L’amore di Bianca per Luigi è in primo luogo l’amore di una madre per un figlio, un amore che sembra superare i ruoli istituzionali e le decisioni politiche. Le Goff afferma che solo in un’occasione madre e figlio si scontrarono: quando il re santo guarì dalla grave malattia che aveva indotto molti a crederlo già morto, Bianca mostrò tutta la sua gioia; ma nella stessa circostanza mostrò un enorme dolore dinanzi la sua scelta di farsi crociato, “lo stesso dolore che se lo avesse visto morto[11].” Qui, secondo lo storico francese, non c’è però solo il dolore di una madre che teme di non rivedere più il figlio: c’è anche la preoccupazione per l’amministrazione del regno, un’amministrazione che è diventata più complessa sotto Luigi IX e che spinge l’interesse politico ad interagire con l’affetto materno.

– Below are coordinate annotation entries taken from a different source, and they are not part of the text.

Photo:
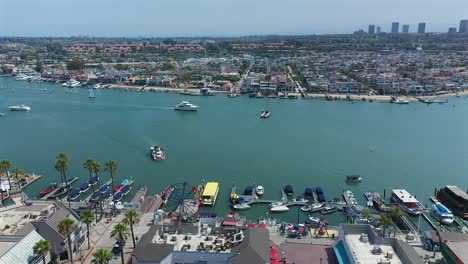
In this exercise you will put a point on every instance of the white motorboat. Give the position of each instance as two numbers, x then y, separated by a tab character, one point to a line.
71	83
259	190
20	108
441	213
186	106
279	208
241	206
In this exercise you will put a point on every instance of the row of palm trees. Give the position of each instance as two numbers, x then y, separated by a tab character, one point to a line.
101	256
92	166
5	166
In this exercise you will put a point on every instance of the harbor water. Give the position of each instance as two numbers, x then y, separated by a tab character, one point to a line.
417	147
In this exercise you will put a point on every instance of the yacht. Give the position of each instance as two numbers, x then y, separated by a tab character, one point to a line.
20	108
441	213
186	106
157	153
259	190
410	204
71	83
396	100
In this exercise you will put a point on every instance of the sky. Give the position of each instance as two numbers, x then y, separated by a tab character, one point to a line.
192	18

Nel racconto della crociata resoci da Joinville, Bianca di Castiglia compare la prima volta come protagonista quando san Luigi convoca un consiglio per decidere se tornare in Francia o restare in Egitto: è proprio la madre del sovrano che invoca il ritorno del figlio, lo prega con tutte le sue forze[12], perché a suo avviso il regno è in pericolo.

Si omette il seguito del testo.